Residents of Parrish, Alabama are currently hosting 10 million pounds of poop stranded in a rural rail yard. The biowaste is contained inside a dozen train cars that were left stranded in Parrish two months ago, causing the entire town to smell like dead bodies. And if that’s not bad enough, it’s not even the local residents’ poop.
For the past year, waste management facilities in New York and New Jersey have been shipping biowaste by the tons to Big Sky Environmental, a private landfill in Adamsville, Alabama. However, in January, the town of West Jefferson filed an injunction against the landfill company to keep the poop from being stored in the town’s rail yard. As a result, the poop train had to reroute its course and all that New Yorker excrement now sits idle in Parrish, where there are more relaxed zoning laws.
“It greatly reduces the quality of life,” Parrish Mayor Heather Hall told CNN. “You can’t sit out on your porch.

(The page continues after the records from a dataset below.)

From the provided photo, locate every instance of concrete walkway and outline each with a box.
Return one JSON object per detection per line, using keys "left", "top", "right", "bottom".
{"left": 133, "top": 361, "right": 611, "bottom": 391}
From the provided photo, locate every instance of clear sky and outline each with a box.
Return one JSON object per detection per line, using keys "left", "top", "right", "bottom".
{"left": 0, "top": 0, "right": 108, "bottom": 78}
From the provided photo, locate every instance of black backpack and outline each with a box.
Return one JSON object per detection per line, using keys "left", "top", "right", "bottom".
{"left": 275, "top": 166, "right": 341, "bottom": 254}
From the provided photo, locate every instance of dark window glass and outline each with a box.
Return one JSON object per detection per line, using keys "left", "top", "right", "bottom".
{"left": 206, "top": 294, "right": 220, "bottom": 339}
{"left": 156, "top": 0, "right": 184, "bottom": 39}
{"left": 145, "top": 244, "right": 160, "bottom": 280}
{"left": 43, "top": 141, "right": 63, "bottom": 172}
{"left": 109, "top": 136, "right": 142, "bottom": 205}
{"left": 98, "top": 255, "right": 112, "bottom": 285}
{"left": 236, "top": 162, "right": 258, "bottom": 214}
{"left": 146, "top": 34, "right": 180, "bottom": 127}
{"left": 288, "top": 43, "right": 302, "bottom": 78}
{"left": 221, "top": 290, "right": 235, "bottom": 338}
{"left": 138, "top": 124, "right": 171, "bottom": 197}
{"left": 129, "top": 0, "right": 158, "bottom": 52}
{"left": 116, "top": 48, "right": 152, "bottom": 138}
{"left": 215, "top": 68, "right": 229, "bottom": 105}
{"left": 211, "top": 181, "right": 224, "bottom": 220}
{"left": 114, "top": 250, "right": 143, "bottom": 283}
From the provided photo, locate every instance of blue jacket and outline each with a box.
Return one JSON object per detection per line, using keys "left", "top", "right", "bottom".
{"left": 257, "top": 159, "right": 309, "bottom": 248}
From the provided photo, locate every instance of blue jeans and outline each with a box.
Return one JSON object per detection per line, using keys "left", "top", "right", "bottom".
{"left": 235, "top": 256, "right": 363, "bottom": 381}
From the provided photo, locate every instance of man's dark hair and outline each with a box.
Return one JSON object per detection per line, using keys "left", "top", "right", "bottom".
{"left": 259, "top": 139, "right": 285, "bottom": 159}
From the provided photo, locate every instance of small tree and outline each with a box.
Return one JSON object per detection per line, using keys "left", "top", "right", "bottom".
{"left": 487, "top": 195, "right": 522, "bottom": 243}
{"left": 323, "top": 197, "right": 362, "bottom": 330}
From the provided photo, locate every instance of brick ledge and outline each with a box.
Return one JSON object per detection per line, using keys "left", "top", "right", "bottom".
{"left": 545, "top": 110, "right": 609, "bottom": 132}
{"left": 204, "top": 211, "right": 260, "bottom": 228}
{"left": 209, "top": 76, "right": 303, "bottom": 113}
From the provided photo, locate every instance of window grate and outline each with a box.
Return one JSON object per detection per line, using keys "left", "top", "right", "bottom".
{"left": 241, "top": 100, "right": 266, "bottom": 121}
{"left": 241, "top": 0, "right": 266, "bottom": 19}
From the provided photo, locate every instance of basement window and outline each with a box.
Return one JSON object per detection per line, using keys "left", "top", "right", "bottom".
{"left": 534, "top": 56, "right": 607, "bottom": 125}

Kids can’t go outside and play, and God help us if it gets hot and this material is still out here.” The temperature in Parrish is expected to reach 82 degrees Fahrenheit on Friday, which means the smell is about to get even more pungent.
With warmer climate looming, Hall says she is doing everything in her power to get the poop train out of Parrish as soon as possible. Last week, Hall met with Alabama Governor Kay Ivey and other state lawmakers to air these grievances, but nothing has changed. “They’re trying to work behind the scenes to get us a little bit of help, but we’ve been told that for weeks, and there’s still no solution,” Hall said.
In the meantime, Big Sky has not returned her phone calls for weeks. Hall claims the company said the stockpiled poop would only be in town for a week, but that was two months ago. Both the Environmental Protection Agency and the Alabama Department of Environmental Management say the material isn’t dangerous, but Hall argues that 10 million pounds of poop laying around can’t be good for people’s health, either.
“If you have asthma or COPD or breathing problems, what is that going to do to you?” Hall asked. “[The rail yard] is probably less than 50 yards away from homes. What happens if flies get into someone’s house? Is that not a public health issue?”